In this project atomistic simulations (quantum mechanics and force field-based methods) are used for prediction of molecular properties based on structure in different types of molecular systems. The results obtained also are utilized in the investigation and development of (spectroscopic and molecular mechanics) force field methods. The research, described below, is divided between two research groups.



Johanna Blomqvist, Virpi Korpelainen and Berit Mannfors

This project aims at the construction of physical potential energy functions for force field-based simulations of polymers, catalysts, drugs, and biologically active species. The computational methods used are based on quantum mechanics, molecular mechanics, molecular dynamics, and statistical methods like Monte Carlo simulations. Experimental data consist of Raman and infrared vibrational spectra and structure determinations by X-ray crystallography. Major applications are various synthetic polymers and biopolymers. Theoretical calculations have been performed using the facilities at the Center for Scientific Computing (CSC/Tieteellinen laskenta Oy., Espoo, Finland) and at the University of Michigan.

In 1999 the research has been performed in close collaboration with prof. Samuel Krimm (University of Michigan, USA, proteins) and with Dr. Lars-Olof Pietilä (VTT Chemical Technology, synthetic polymers). One of the members of the group (B.M.) has worked in prof. Krimm's laboratory since January 1999. During 1999 the group's research has been divided into two parts: computational studies of synthetic polymers and development of new potential energy functions for biopolymers.

In 1999 the quantum mechanical and force field study on model molecules for polyesters with weakly interacting carboxyl groups was completed and published [1]. In this study serious disagreements were found between the quantum mechanical and the commonly available PCFF (Polymer CFF) force field results on the rotational behaviour of certain types of chemical bonds.

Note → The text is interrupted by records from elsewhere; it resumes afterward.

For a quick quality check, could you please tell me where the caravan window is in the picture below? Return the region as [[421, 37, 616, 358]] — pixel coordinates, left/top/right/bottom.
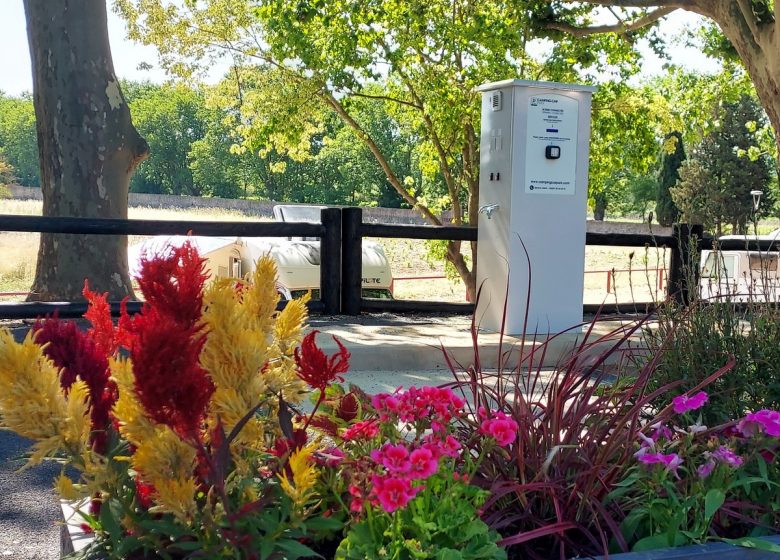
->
[[749, 253, 777, 273], [701, 251, 737, 278]]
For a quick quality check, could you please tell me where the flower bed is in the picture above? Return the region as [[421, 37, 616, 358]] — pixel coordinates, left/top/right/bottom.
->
[[0, 245, 780, 559]]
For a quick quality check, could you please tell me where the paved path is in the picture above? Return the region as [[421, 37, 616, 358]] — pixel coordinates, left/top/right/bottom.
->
[[0, 431, 62, 560]]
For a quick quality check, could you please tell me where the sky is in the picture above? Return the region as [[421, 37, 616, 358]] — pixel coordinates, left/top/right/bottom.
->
[[0, 0, 717, 95]]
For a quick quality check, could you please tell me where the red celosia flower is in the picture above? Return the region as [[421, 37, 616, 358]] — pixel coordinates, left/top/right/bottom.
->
[[130, 307, 214, 437], [341, 420, 379, 441], [119, 242, 214, 437], [336, 393, 360, 422], [295, 331, 349, 392], [81, 280, 119, 356], [32, 318, 117, 453], [138, 241, 207, 325]]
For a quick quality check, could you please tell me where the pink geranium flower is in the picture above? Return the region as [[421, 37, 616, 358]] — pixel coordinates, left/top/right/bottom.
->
[[409, 447, 439, 479], [696, 459, 715, 478], [712, 445, 743, 469], [637, 453, 682, 472], [341, 420, 379, 441], [478, 407, 518, 447], [672, 391, 709, 414], [737, 408, 780, 437], [371, 443, 412, 474], [480, 418, 517, 447], [371, 476, 422, 513]]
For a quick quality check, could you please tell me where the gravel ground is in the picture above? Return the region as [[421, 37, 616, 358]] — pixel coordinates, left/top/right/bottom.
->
[[0, 431, 62, 560]]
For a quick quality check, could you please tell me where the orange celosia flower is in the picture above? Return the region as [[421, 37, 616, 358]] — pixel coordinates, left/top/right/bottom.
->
[[295, 331, 350, 393]]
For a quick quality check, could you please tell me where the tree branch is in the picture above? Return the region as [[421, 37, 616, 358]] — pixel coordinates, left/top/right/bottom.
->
[[568, 0, 696, 10], [737, 0, 761, 45], [547, 7, 677, 37], [349, 89, 422, 111], [321, 92, 441, 226]]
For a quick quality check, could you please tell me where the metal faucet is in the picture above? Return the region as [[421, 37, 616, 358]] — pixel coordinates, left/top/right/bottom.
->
[[479, 204, 499, 220]]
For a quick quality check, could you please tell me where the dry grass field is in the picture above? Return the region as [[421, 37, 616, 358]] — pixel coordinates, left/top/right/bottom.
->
[[0, 200, 669, 303]]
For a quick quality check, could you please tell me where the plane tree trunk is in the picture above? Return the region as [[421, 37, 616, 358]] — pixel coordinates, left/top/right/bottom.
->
[[24, 0, 149, 301]]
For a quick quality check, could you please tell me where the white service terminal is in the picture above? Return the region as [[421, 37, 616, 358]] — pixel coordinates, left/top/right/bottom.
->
[[477, 80, 596, 334]]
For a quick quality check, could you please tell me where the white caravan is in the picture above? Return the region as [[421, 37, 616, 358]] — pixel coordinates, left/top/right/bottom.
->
[[128, 205, 393, 299], [699, 229, 780, 301]]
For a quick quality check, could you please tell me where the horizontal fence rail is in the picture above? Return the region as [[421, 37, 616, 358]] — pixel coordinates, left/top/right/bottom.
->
[[0, 208, 341, 319], [0, 208, 780, 319]]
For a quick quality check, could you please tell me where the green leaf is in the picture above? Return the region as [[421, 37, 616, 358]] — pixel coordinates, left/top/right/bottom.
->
[[723, 537, 780, 553], [631, 535, 669, 552], [436, 548, 463, 560], [704, 488, 726, 521], [276, 539, 322, 560], [306, 517, 344, 531]]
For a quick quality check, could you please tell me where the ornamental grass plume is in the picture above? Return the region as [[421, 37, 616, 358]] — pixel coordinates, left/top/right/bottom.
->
[[200, 257, 308, 448]]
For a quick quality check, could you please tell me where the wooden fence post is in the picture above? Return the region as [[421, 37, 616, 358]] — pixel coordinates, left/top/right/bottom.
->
[[667, 224, 704, 305], [320, 208, 341, 315], [341, 208, 363, 315]]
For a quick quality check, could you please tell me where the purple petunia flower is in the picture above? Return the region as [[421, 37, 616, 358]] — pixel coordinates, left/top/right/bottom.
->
[[712, 445, 743, 469], [637, 453, 682, 472], [737, 408, 780, 437], [672, 391, 709, 414], [696, 459, 715, 478]]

A similar study on model molecules for biodegradable poly(lactic) and polyglycolic acids has been accepted for publication [2]. Corresponding calculations have been performed also for esters with tartaric units and fluoroalkanes [3-4]. Observed deficiences in the PCFF force field were corrected by reoptimizing the torsion potential of PCFF [1-4]. This modified PCFF was further utilized to generate the correct conformational statistics of the studied polymer chains for calculation of single chain properties of various polyesters by the RIS Metropolis Monte Carlo method [5-7]. Calculations utilizing the Amorphous Cell method by Molecular Simulations Inc., and the modified PCFF force field, have also been performed for polyfluorides and biodegradable polyesters [8,9]. These calculated results predict correctly the biodegradability of the studied polyesters [8]. Also the calculated structure of amorphous polyvinylidenefluoride is in excellent agreement with the latest X-ray crystallographic results [9].

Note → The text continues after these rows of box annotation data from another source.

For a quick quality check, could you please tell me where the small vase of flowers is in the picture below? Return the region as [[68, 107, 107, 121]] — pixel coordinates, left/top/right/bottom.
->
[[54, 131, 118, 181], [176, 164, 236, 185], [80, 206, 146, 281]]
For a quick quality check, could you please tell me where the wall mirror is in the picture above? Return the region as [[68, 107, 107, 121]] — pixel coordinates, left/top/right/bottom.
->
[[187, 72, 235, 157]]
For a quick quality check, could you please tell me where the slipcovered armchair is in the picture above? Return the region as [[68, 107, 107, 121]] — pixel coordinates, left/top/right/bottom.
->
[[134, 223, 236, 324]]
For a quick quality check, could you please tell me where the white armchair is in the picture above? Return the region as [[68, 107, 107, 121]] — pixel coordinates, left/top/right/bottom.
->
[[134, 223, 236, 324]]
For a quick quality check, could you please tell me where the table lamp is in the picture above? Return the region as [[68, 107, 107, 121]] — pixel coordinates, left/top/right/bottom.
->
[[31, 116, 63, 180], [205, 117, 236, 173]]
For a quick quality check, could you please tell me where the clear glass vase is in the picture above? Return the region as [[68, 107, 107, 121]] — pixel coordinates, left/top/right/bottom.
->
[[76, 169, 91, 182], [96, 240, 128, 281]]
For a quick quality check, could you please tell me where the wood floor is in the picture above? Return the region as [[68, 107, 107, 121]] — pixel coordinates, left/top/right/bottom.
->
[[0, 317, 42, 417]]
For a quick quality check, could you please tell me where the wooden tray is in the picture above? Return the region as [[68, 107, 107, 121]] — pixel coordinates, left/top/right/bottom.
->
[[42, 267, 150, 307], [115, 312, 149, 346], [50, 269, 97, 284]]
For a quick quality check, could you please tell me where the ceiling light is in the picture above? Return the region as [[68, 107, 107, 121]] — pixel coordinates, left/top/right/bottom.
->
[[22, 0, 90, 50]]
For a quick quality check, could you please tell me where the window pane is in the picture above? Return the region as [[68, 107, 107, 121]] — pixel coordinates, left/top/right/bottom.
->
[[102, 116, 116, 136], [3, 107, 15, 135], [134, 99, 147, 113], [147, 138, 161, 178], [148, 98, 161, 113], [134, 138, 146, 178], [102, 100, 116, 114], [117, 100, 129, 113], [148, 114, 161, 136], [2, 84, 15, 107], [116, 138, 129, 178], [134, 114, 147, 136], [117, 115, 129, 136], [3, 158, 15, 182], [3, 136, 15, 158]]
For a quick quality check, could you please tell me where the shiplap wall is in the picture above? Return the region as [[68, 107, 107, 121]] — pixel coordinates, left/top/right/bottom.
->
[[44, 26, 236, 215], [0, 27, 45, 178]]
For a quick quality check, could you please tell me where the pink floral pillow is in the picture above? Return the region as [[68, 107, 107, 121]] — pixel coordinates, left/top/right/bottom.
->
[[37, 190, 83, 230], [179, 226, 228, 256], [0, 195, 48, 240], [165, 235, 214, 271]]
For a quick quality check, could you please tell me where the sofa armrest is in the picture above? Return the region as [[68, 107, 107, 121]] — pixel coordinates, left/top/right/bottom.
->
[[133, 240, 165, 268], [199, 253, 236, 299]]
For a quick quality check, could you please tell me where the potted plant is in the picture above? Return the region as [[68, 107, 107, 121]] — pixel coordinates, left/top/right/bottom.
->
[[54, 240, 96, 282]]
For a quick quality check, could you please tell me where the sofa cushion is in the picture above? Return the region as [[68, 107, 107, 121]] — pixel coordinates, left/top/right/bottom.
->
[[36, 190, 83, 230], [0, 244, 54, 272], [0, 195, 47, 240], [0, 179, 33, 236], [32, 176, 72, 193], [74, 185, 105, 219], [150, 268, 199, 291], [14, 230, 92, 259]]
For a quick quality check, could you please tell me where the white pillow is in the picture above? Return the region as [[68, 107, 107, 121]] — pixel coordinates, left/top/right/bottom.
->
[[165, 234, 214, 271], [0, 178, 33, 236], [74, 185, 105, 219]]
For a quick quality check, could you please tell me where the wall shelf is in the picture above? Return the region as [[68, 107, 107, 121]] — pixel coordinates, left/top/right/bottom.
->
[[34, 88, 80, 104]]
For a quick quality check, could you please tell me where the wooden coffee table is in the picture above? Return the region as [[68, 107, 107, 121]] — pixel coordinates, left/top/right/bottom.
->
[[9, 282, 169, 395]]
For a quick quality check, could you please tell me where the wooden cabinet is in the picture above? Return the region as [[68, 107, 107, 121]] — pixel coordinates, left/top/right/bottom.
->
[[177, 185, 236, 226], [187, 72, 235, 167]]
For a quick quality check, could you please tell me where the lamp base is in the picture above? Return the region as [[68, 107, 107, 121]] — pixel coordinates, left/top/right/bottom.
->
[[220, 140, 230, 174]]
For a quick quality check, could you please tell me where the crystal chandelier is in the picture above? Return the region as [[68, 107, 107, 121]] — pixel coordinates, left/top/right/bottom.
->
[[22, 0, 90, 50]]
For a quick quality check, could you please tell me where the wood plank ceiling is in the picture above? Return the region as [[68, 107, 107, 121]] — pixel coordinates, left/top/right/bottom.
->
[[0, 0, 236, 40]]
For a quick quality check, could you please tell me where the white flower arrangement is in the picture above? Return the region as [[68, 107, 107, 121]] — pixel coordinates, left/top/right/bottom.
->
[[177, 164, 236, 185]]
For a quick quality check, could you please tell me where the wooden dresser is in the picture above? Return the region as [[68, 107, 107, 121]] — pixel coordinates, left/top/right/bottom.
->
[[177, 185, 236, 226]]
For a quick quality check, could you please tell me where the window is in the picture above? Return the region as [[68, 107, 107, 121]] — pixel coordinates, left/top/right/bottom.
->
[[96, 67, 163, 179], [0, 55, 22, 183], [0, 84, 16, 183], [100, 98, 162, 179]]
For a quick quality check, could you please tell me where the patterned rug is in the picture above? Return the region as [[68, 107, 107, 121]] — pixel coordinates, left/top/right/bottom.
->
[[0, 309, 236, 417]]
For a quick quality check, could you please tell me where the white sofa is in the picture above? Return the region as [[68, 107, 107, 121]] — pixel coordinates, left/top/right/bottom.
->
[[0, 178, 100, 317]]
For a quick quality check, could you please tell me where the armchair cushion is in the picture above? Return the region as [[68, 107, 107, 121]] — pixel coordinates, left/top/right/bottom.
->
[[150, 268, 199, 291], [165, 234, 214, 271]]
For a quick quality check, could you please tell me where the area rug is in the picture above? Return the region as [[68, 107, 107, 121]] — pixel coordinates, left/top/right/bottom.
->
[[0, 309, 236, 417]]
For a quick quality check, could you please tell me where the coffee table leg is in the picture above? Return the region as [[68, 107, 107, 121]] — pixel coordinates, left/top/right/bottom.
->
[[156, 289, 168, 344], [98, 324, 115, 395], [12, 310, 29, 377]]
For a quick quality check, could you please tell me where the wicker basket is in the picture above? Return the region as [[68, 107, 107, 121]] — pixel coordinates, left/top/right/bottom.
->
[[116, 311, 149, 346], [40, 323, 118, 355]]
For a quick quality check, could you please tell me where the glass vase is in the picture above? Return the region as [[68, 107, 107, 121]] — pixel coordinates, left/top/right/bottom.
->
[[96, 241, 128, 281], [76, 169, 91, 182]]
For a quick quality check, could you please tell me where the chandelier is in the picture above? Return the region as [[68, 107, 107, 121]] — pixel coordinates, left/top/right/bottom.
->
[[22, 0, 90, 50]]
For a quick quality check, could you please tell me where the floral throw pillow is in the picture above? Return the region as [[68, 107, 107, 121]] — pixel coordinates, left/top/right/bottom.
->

In the other project new molecular mechanics electrostatic models have been developed for amino acid side chains containing hydroxyl groups [10,11]. Induced effects (polarization), which have been explicitly included in the model, have been found to be extremely important for a good description of the ab initio electric potentials of the studied dimers and complexes. Also for the hydrogen-bonded structures of the studied molecular systems the polarizability model has worked excellently [10,12]. In fact, polarizable models have been found to be the only electrostatic models that can reproduce the electric potentials of molecular systems when intermolecular distances and configurations vary widely, as in molecular dynamics and Monte Carlo simulations.

Concerning other studies during 1999, the force field study for model molecules of olefins was accepted for publication [13].

1. J. Blomqvist, L. Ahjopalo, B. Mannfors and L.-O. Pietilä, Studies on Aliphatic Polyesters I: Ab Initio, Density Functional and Force Field Studies of Esters with One Carboxyl Group, J Mol Struct (Theochem) 488 (1999) 247-262

2. J. Blomqvist, B. Mannfors and L.-O. Pietilä, Studies on Aliphatic Polyesters. Part II. Ab Initio, Density Functional and Force Field Studies of Model Molecules with Two Carboxyl Groups, J. Mol. Struct. (Theochem), accepted for publication.

3. V. Korpelainen, B. Mannfors and L.-O. Pietilä, Studies on Aliphatic Polyesters. Part III. Ab Initio, Density Functional and Force Field Studies of Esters with Tartaric Units, manuscript in preparation

4. V. Korpelainen, B. Mannfors and L.-O. Pietilä, Ab Initio, Density Functional and Force Field Studies of Fluoroalkanes. Conformational Statistics in Polyvinylidenefluoride, Polyvinylfluoride and Teflon, manuscript in preparation.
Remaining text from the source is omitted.